The Twitter link you provided explains:
But because of a coding bug, Agrawal explained, "passwords were written to an internal log before completing the hashing process. We found this error ourselves, removed the passwords, and are implementing plans to prevent this bug from happening again."
The number of employees with access to that information is limited, if they didn't have as much logging as they did (log level) the problem might have continued undiscovered for some time.
To determine the meaning of the error codes see: Status Code Definitions, 4xx is 'User Error' and 5xx is 'Server Error' - in the case of 4xx the user ought not to repeat the action, in the case of 5xx sometimes the user can retry after an interval of time passes.
I like a little too much logging instead of too little, as long as it archives (compresses) weekly/daily? and deletes after a certain period of time you won't run out of space.
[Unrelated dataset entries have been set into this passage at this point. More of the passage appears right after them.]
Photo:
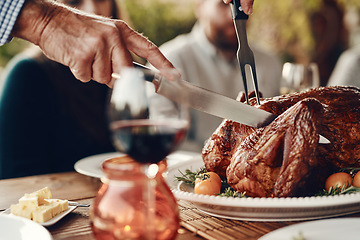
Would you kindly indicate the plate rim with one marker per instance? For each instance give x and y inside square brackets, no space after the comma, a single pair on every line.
[313,223]
[47,223]
[297,202]
[45,231]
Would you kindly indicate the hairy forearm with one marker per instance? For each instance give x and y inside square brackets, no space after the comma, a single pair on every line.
[33,19]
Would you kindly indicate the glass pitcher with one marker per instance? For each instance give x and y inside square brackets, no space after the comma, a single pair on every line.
[133,204]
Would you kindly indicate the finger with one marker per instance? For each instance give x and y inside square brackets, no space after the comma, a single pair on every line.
[101,67]
[144,48]
[81,74]
[247,6]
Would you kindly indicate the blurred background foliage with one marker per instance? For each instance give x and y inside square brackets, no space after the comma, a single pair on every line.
[296,30]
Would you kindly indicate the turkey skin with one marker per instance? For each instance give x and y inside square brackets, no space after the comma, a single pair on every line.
[285,158]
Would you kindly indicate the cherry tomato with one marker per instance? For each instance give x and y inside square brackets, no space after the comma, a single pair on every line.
[208,183]
[339,179]
[356,180]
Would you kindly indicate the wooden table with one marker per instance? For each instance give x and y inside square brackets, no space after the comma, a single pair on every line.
[76,226]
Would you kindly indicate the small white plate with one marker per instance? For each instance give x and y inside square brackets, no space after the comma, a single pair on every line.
[51,221]
[18,228]
[91,166]
[329,229]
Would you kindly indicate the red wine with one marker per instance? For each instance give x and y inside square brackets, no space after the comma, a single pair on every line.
[146,141]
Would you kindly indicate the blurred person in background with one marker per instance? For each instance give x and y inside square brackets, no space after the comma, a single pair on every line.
[48,119]
[347,68]
[207,57]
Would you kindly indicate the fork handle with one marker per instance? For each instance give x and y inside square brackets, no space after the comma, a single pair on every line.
[236,10]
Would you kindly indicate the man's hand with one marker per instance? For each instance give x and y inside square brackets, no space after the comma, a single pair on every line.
[247,5]
[92,46]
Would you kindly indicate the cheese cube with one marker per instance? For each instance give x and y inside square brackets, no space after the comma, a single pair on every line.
[63,203]
[42,194]
[46,212]
[21,210]
[39,206]
[36,198]
[29,200]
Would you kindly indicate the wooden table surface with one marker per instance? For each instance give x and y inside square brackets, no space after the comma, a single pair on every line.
[76,226]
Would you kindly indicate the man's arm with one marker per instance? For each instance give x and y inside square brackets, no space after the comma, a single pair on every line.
[92,46]
[9,10]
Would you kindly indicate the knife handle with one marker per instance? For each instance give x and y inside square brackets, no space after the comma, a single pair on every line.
[149,74]
[236,10]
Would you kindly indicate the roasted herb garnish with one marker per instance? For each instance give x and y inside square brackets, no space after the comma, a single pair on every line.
[230,192]
[189,177]
[338,190]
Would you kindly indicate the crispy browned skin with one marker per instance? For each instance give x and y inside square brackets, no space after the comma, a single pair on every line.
[284,158]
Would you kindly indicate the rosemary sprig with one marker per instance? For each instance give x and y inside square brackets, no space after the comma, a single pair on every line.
[338,190]
[230,192]
[189,176]
[351,170]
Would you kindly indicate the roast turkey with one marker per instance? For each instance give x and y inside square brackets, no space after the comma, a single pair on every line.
[285,159]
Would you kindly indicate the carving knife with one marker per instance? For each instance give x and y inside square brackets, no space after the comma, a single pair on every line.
[205,100]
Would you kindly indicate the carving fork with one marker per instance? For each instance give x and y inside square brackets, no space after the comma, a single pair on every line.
[244,54]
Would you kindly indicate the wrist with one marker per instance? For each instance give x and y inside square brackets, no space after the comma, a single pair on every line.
[33,19]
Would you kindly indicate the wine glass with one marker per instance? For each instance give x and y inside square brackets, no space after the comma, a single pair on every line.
[298,77]
[147,127]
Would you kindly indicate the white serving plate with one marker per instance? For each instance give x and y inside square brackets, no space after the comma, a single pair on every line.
[261,209]
[18,228]
[329,229]
[47,223]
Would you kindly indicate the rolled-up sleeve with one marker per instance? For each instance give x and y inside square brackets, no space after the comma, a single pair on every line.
[9,11]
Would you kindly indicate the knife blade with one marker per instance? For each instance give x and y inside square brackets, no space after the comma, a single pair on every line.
[208,101]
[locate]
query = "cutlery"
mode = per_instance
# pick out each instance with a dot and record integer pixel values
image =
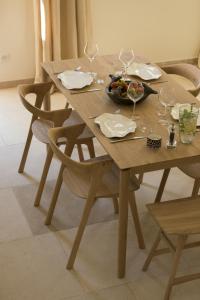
(85, 91)
(128, 139)
(95, 116)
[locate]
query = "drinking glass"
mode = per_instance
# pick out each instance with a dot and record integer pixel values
(166, 98)
(135, 92)
(188, 115)
(91, 50)
(126, 56)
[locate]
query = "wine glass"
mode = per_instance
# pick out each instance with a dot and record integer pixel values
(135, 92)
(166, 102)
(91, 50)
(126, 56)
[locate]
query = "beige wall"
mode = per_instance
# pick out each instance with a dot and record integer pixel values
(162, 30)
(16, 39)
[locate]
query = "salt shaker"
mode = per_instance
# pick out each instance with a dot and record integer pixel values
(171, 143)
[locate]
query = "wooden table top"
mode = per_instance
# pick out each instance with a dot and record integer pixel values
(128, 154)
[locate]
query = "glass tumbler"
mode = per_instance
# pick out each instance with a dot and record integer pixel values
(188, 115)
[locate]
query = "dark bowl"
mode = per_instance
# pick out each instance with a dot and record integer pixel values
(125, 100)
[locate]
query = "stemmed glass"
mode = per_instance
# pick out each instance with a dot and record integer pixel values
(135, 92)
(126, 56)
(91, 50)
(166, 101)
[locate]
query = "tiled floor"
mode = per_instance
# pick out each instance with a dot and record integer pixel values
(33, 256)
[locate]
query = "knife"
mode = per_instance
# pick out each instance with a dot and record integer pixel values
(128, 139)
(84, 91)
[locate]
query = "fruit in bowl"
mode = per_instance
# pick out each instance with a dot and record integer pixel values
(136, 90)
(117, 90)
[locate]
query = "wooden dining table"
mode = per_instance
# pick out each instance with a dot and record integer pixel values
(129, 155)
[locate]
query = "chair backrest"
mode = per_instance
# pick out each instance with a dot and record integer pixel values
(81, 176)
(188, 71)
(41, 90)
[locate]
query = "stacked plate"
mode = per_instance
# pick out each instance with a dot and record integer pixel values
(74, 79)
(144, 71)
(115, 125)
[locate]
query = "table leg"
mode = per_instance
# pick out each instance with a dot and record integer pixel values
(47, 102)
(123, 221)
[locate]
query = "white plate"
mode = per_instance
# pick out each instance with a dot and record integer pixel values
(146, 72)
(74, 79)
(115, 125)
(175, 113)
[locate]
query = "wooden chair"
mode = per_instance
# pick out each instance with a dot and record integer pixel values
(90, 180)
(41, 122)
(192, 170)
(179, 218)
(190, 72)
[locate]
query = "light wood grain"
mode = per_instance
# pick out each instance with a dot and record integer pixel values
(92, 179)
(131, 154)
(181, 218)
(138, 156)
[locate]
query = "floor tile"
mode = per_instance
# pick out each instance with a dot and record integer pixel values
(96, 262)
(33, 269)
(13, 224)
(68, 210)
(121, 292)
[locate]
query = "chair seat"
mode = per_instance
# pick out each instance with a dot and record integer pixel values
(40, 128)
(108, 186)
(180, 216)
(192, 170)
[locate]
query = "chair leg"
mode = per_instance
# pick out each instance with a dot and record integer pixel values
(180, 245)
(90, 146)
(55, 196)
(76, 244)
(196, 187)
(68, 151)
(25, 152)
(80, 152)
(140, 177)
(162, 185)
(44, 177)
(115, 204)
(151, 253)
(136, 220)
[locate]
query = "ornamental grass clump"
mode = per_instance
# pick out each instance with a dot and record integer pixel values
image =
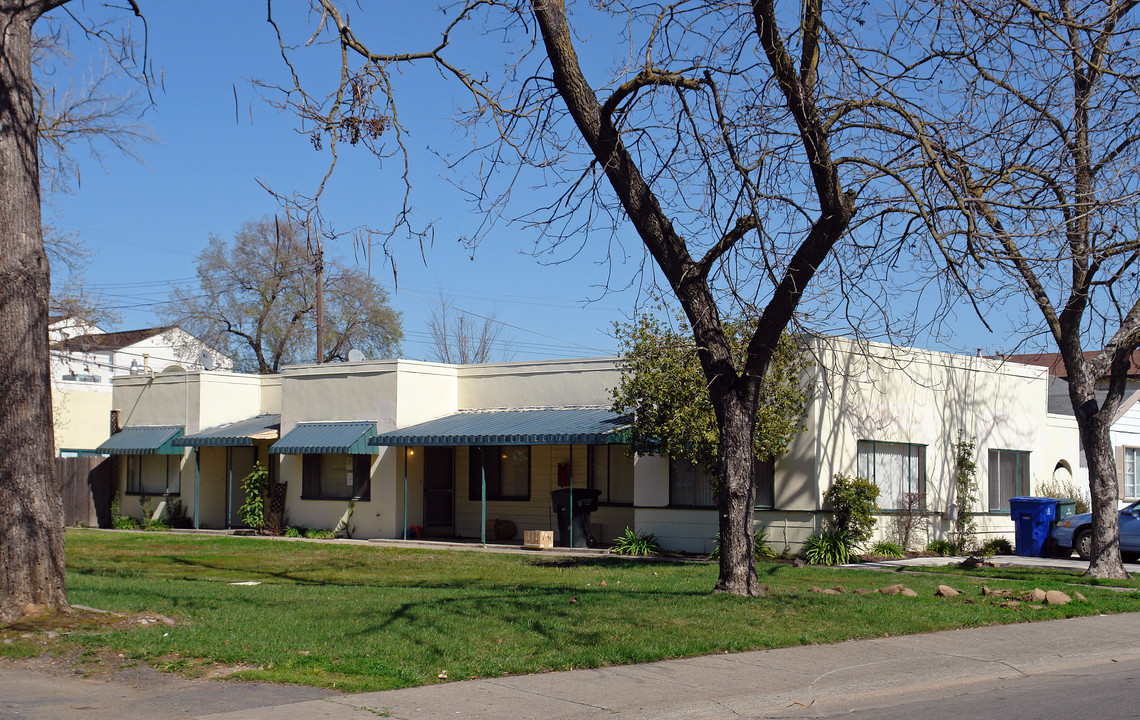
(828, 547)
(630, 542)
Different situations require a different level of logging, rarely is the logging fine-grained enough to adjust everything just right and you will need to bump up to the next level.
You can use a test account to determine if your test password is exposed and then grep the source to find the offending logging line and hash the password out of the printf'd line.
People should know that anything they put out online (encrypted or not) is exposed to multiple people, it's no different than yelling your secrets out the window of your vehicle as you drive down the street - usually the information is of little value or interest to most people. If you don't want anyone to know then don't put it out.
People using your server will need to have a limited amount of trust in you. You know their IP, when they use your server and what they do. Keeping their passwords hashed is a respect for their privacy that you can promise but it's more of an issue of trust over proof (you don't let them visit at random times to test your equipment).
Log what you need to in order to maintain your equipment and provide a reasonable level of service. Keep your equipment locked and don't let people (friends, employees, burglars) access private information. When the log is too old to keep then delete it. Random errors sometimes occur, no level of logging will help; other times problems will be reported and you will need to increase the log level to determine if the error reoccurs.